A cultura da impunidade

Todos que cometem crimes devem – ou deveriam – receber o mesmo tratamento das instâncias de controle social. É assim que penso, é nesse sentido que tenho agido. Por isso me causa certo desalento, por exemplo, colocar  em liberdade um meliante perigoso por excesso de prazo ou quando tenho, pelo mesmo decurso do tempo, que reconhecer uma prescrição e extinguir a punibilidade de um criminoso, sejam quais forem os crimes a ele imputados, por entender que é dever do Estado julgar a tempo e hora os que transgridem a ordem pública.

É mais comum do que as pessoas possam estar informadas a extinção da punibilidade e o relaxamento da prisão de meliantes por inação, descaso, incúria dos responsáveis pelas instâncias formais de controle social, o que é de se lamentar.

Nesse cenário, confesso, com ênfase, o meu especial desalento, a minha quase revolta quando me deparo, por exemplo, com a falta de zelo e de rigor dos agentes do Estado, diante, por exemplo, de crimes que condizem com o desvio de verbas públicas ou praticados com violência, pondo em relevo, neste artigo, os primeiros, em face dos efeitos danosos para o conjunto da sociedade.

Na condição de magistrado, tenho me defrontado com vários processos que traduzem bem a conduta imoral e irresponsável de gestores do dinheiro público, e, no mesmo passo, com a inércia, com o descaso e a falta de zelo dos responsáveis pelas agências de controle, que deixam, injustificadamente, que as ações se prolonguem no tempo, com indiscutíveis prejuízos à persecução criminal. Por isso a tenaz fiscalização do CNJ em torno desses processos.

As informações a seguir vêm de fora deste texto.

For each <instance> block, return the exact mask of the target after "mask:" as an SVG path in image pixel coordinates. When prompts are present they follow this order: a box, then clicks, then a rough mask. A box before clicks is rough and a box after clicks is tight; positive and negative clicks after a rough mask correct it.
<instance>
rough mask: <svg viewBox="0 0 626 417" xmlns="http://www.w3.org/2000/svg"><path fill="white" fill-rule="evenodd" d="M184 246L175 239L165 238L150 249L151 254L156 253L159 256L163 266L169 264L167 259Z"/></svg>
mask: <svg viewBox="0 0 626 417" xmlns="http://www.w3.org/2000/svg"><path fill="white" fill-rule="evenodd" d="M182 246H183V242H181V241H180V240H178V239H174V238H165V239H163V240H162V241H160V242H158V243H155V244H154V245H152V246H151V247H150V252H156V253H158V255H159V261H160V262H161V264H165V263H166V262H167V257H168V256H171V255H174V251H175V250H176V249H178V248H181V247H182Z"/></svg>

Em casos desse jaez, o dado que me chama mais a atenção, portanto, é a morosidade da justiça – injustificável, desde a minha compreensão -, disso resultando a impunidade dos gestores, em face das consequências que dimanam do tempo transcorrido, por mais nociva que tenha sido a sua ação na administração da coisa pública. Logo, diante dessa sedimentada cultura de impunidade, eles se sentem estimulados a continuar transgredindo, cientes de que só por acidente serão responsabilizados criminalmente.

Decerto que as instâncias persecutórias não podem fazer corpo mole, sobretudo, diante de crimes dessa coloração, em face, repito, dos efeitos devastadores desse tipo de ação para o conjunto da sociedade. Por isso, nos julgamentos dos quais faço parte, tenho reiterado que, se é verdade que um assaltante merece ser tratado com todo o rigor – e merece mesmo, pois é, para mim, acima de tudo um covarde -, merece maior rigor, ainda, o gestor que desvia verbas públicas, pois as consequências da sua ação são mais danosas que as de um assalto à mão armada, por mais que o assalto nos cause indignação.

Diante desse cenário, causa-me indignação ter que reconhecer a prescrição e extinguir, na mesma balada, a punibilidade de um criminoso que tenha, no exercício de uma outorga, enriquecido à custa da desgraça e do abandono dos que lhes confiaram um mandato.

Por isso, tenho reafirmado ser necessário que todos – Ministério Público, Polícia, Poder Judiciário, dentre outros -, diante de casos dessa envergadura, nos empenhemos ao máximo para julgar a tempo e hora processos que cuidem dessas questões, envidando esforços para que não fiquem impunes, pelo decurso do tempo, os que fazem mau uso do dinheiro público.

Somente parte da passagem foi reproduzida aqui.